Governor Andrew Cuomo already revealed big plans to improve Penn Station and the Javits Center this week, so why not throw the entire subway system on top of that, too? As part of the governor's State of the State initiative, Cuomo detailed a plan of action for the MTA today (at the New York Transit Museum, no less) that includes big changes; namely, that more countdown clocks are coming sooner than expected, all subway stations will have Wi-Fi soon, and contactless payment will be a reality by 2018.
The goal of this initiative, according to a press release, is to "modernize and fundamentally transform" the MTA—the proposed improvements would not only affect the subway system, but the Long Island Rail Road and Metro-North as well. Possibly the most exciting development for straphangers is the implementation of countdown clocks in more subway stations; they'll be installed along the 7 line and some of the lettered lines beginning this year. The MTA is also planning to make arrival and departure times more accessible via the SubwayTime app, which will be easier to access when all of the underground subway stations have free Wi-Fi, another tenet of Cuomo's plan. That's expected to be in place by the end of this year.

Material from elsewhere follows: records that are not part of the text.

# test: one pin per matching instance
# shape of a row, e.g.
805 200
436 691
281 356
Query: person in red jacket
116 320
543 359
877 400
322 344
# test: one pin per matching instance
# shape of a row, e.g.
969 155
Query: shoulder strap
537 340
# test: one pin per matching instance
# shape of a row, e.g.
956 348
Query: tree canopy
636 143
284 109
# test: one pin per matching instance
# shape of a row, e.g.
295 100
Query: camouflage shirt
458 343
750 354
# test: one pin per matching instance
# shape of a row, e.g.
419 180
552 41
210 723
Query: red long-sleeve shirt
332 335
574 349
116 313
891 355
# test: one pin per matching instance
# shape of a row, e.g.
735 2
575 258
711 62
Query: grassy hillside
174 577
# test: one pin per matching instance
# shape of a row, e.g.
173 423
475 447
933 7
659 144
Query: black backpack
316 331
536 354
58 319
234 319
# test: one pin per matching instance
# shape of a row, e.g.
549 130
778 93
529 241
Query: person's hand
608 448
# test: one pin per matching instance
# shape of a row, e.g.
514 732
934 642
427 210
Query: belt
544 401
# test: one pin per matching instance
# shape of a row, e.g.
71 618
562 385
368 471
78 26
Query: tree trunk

And in the "things we probably don't need but are still kind of cool anyway" category, the plan includes installing information screens, Wi-Fi hotspots, and USB chargers on both subway cars and buses, with a goal of getting 1,500 buses and 4,000 subway cars equipped with the gadgets. (It'll be handy if your phone is dying and there's a video you just have to shoot, at the very least.…) Contactless payment—i.e., paying for a subway swipe using a QR code on your cellphone, rather than a MetroCard—and mobile ticketing on Metro-North and the LIRR are also part of the plan.
"This is about doing more than just repair and maintain," Cuomo said in a press release. "this is thinking bigger and better and building the 21st century transit system New Yorkers deserve. We are modernizing the MTA like never before and improving it for years to come."

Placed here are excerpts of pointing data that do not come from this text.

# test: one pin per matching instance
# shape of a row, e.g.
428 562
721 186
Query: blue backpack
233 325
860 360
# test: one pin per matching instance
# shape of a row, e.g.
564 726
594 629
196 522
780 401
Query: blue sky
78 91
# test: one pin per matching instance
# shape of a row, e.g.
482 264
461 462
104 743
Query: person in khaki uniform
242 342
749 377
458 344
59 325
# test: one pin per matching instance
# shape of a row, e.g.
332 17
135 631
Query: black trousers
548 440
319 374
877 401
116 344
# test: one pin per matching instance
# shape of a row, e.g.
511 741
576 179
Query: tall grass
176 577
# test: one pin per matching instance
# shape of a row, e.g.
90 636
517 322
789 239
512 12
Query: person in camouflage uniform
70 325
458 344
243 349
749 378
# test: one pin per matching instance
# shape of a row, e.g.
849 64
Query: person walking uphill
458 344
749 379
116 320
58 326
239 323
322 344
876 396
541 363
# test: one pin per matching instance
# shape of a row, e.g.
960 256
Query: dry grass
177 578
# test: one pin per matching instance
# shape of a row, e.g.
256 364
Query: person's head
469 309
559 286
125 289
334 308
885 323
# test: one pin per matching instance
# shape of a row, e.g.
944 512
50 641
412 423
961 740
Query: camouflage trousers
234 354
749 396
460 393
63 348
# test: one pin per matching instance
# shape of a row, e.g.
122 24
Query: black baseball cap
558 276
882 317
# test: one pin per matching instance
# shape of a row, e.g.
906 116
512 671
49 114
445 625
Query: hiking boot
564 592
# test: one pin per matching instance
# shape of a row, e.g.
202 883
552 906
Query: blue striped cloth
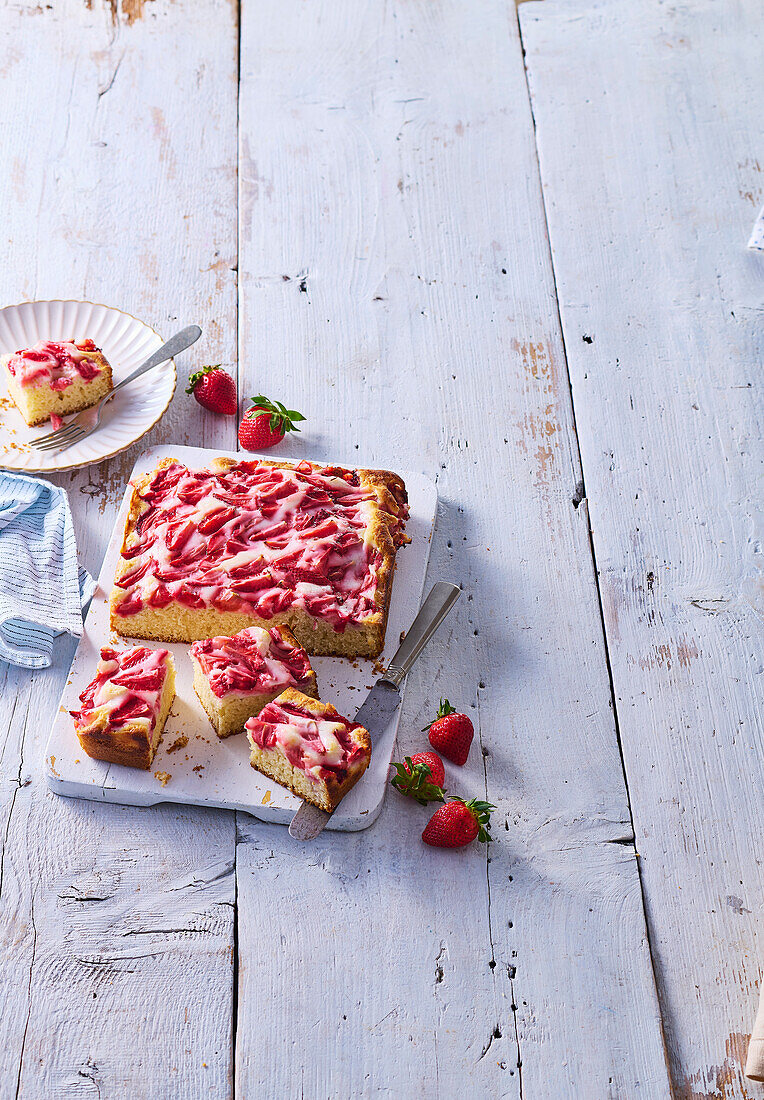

On the not-techy side of things, the plan also includes refreshing 30 subway stations using a new set of design guidelines; the goal is to make stations "easier to navigate, with better and more intuitive wayfinding." That's expected to be completed by 2020.
In response to Cuomo's announcement, the Riders' Alliance released this statement:
These are vital investments to modernize subways and buses and make the daily commute less awful for eight million New Yorkers. But in order to make them happen, Governor Cuomo has to approve the MTA capital program so the MTA can begin doing the work, and he has to identify how he plans to pay for it all. After a year of delay so far, riders need a real guarantee that the work will actually happen, and that it won't be paid for with more MTA borrowing that can lead to fare hikes and service reductions. Which, you know, fair point. It remains to be seen how these changes will be implemented—and, given the MTA's track record, if it happens on time—but the proposals are exciting nonetheless.